About Trend Micro Deep Security on this blog I wrote many times, but I have not mentioned yet one of the features of this solution, ie SSL traffic inspection. According to recent Google statistics, more than 70% of network traffic is already encrypted. This means that all IDS/IPS/WAF solutions that can not sniff SSL traffic and inspect it are immune to attacks! For Deep Security, we have the ability to enable SSL inspection at the Intrusion Prevention module level. Of course, we will not achieve such efficiency and effectiveness as in the case of BIG-IP F5 , but we will clearly increase the level of security of the protected services.
Auditing SSL traffic has some limitations, and turning it on thoughtlessly can lead to a full service (web) blocking. In this post I will describe, on Apache HTTPD example, how to do it safely and effectively. These limitations are due to the way that is handled by Trend Micro Deep Security about SSL: which is unable to decrypt, is blocked. Therefore, in addition to turning on ssl inspecting, the service must be properly prepared (Apache Httpd in this case). We will start with the conditions that must be fulfilled. Deep Security supports SSL 3.0, TLS 1.0-1.2, not support ssl compression and Diffie-Hellman as authentication protocols for handshake. We also have a limited number of supported ciphers:
RC4-MD5
RC4-SHA
DES-CBC-SHA
DES-CBC3-SHA
AES128-SHA
AES256-SHA
AES128-SHA256
AES256-SHA256
CAMELLIA128-SHA
CAMELLIA256-SHA
DES-CBC3-MD5
By using these protocols you will not get a green icon in any “SSL Check” test, which does not mean that AES256-SHA256 is a protocol to crack (I know).

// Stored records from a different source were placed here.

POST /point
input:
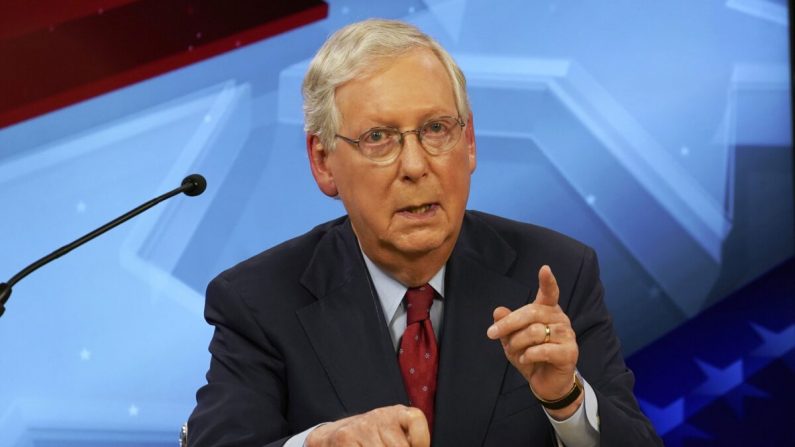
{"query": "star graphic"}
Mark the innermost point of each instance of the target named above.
(736, 398)
(665, 418)
(719, 381)
(685, 432)
(775, 344)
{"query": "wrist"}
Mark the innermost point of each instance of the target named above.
(566, 404)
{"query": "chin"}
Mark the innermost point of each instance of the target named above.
(420, 243)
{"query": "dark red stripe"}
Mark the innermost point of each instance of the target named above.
(82, 58)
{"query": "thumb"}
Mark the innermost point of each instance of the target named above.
(548, 292)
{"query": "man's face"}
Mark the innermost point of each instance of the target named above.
(415, 205)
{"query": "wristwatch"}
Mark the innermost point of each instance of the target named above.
(565, 401)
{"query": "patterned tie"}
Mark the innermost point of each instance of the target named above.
(418, 356)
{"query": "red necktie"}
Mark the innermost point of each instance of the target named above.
(418, 356)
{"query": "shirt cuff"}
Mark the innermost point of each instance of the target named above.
(582, 428)
(299, 439)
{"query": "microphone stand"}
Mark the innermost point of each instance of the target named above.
(192, 185)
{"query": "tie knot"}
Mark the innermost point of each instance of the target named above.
(418, 303)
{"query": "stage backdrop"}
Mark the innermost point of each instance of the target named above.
(657, 132)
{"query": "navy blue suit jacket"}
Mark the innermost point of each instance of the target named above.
(300, 339)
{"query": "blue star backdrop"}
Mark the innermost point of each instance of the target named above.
(657, 132)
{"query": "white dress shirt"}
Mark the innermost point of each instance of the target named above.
(579, 430)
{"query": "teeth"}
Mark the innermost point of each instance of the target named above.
(420, 209)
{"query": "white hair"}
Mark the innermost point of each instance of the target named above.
(353, 52)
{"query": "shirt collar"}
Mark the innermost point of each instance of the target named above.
(391, 291)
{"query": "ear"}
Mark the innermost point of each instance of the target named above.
(318, 158)
(469, 133)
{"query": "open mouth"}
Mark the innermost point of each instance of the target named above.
(419, 209)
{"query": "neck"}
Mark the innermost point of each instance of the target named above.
(411, 270)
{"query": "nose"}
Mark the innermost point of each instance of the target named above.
(413, 157)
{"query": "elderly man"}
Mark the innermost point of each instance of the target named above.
(393, 325)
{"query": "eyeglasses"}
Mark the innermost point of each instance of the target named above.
(383, 144)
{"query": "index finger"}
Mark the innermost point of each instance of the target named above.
(416, 428)
(548, 292)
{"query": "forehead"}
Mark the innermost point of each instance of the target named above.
(398, 91)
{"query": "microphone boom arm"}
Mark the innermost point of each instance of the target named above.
(192, 185)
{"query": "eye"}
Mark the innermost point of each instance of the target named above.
(436, 128)
(377, 136)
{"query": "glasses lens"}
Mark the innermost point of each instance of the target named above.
(441, 134)
(380, 143)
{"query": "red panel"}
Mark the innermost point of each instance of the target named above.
(19, 17)
(91, 55)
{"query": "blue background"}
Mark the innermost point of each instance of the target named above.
(657, 132)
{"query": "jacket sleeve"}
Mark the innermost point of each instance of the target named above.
(621, 423)
(244, 400)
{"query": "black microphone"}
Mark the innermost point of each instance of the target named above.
(192, 185)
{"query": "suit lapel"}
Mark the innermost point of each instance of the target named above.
(472, 367)
(346, 327)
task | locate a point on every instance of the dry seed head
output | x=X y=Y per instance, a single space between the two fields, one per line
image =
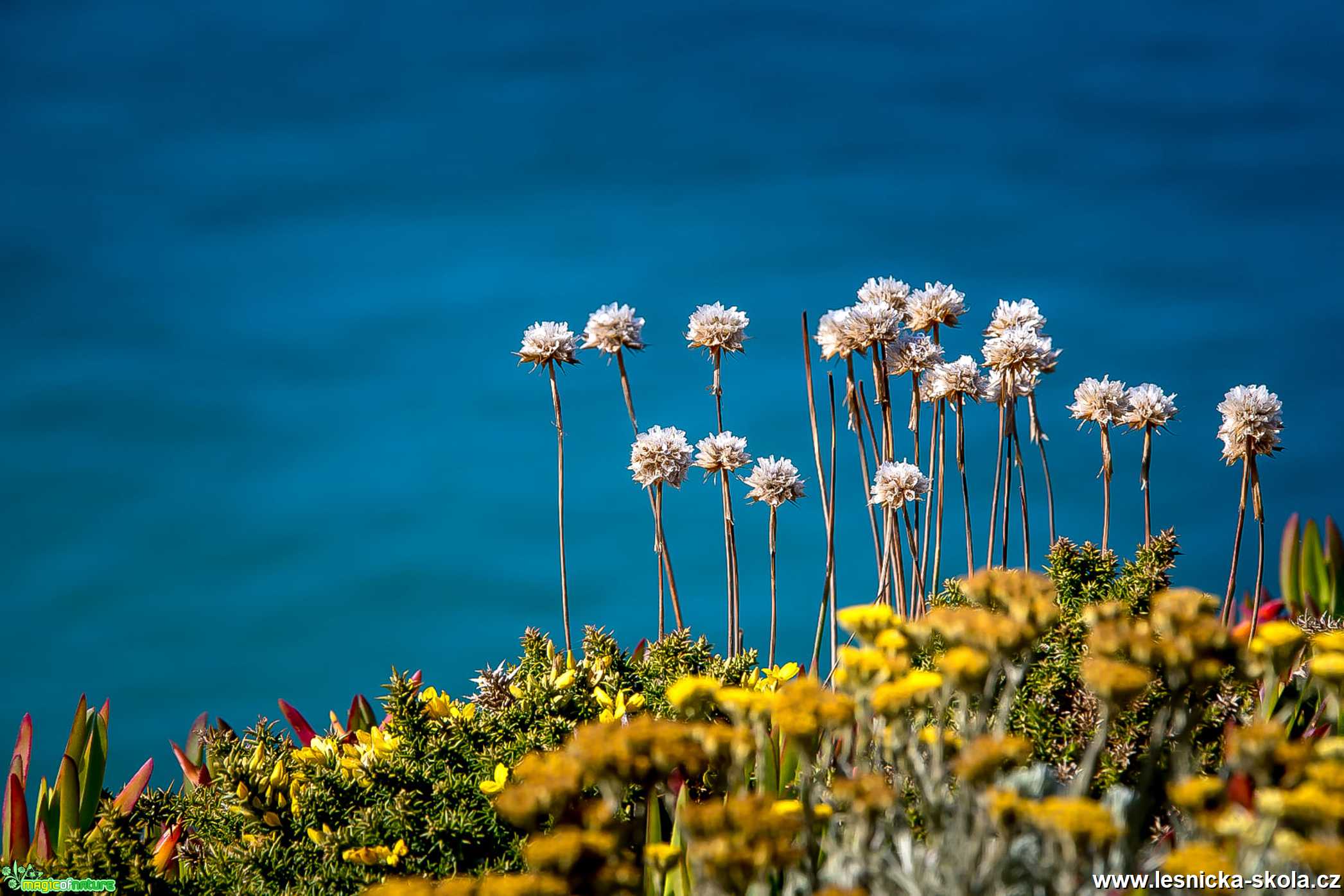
x=934 y=304
x=886 y=291
x=913 y=354
x=660 y=456
x=956 y=379
x=717 y=328
x=897 y=483
x=833 y=335
x=774 y=481
x=1103 y=401
x=1020 y=313
x=1149 y=406
x=1254 y=415
x=612 y=328
x=547 y=343
x=870 y=324
x=720 y=453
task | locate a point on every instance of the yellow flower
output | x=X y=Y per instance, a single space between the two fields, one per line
x=496 y=784
x=661 y=857
x=1276 y=641
x=1198 y=857
x=868 y=619
x=1328 y=667
x=966 y=668
x=1200 y=793
x=914 y=688
x=692 y=694
x=1076 y=818
x=1115 y=680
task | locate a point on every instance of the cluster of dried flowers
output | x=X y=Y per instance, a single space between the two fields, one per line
x=901 y=332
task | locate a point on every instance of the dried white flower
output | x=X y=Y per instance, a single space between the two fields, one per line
x=897 y=483
x=832 y=335
x=1020 y=313
x=934 y=304
x=1018 y=354
x=886 y=291
x=1022 y=386
x=869 y=324
x=547 y=343
x=1149 y=406
x=956 y=379
x=612 y=328
x=717 y=328
x=1253 y=417
x=722 y=452
x=913 y=354
x=1101 y=401
x=660 y=456
x=774 y=481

On the issue of security is always the balance of the principles, what is more important? Strong encryption or inspection of encrypted traffic? I am interested in inspection and protection against attacks on my blog. The proper configuration is that we add the appropriate directives to the configuration file:
SSLEngine on
SSLProtocol all -SSLv2 -SSLv3 -TLSv1 -TLSv1.1
SSLCipherSuite AES128-SHA:AES256-SHA:CAMELLIA128-SHA:CAMELLIA256-SHA:DES-CBC3-MD5:AES128-SHA256:AES256-SHA256:!aNULL:!eNULL:!EXPORT:!DES:!RC4:!MD5:!PSK:!aECDH:!DH:!EDH:!ADH
SSLHonorCipherOrder on
SSLCompression off
SSLOptions +StrictRequire
The use of the AES128-SHA as the first is also a compromise between security and speed. In the “heavier” cipher we need more power for decryption and time to carry it. To decrypt traffic, we need to upload the key and certificate to Deep Security in the Intrusion Prevention module in the Advanced section.
During configuration we have to specify port, interface, indicate IP (selected, list or all) and load set of certificate key with password.
In the case of a specific, familiar Deep Security service that is exposed on a custom port. We need to modify the appropriate IPS rule or port list in the “Policies” tab. For Apache this would be the “Web Server Common” rule, without specifying the proper port this rule would not work.
Also keep in mind that the VMware NSX for vSphere license does not support unmanaged traffic auditing for IPS, here we need to apply agent protection. If everything is configured correctly, then service (Apache) and IPS works.
Interpretation of this image is very interesting, what we see means that there are specific scans coming from the Internet trying to force the use of a cracked, weak, unsupported cipher. In situation that Apache returns a list of protocols and ciphers that it can handle! And according to the tests I have conducted (SSL Check), the AES128-SHA itself is supported by 99% browsers in the market.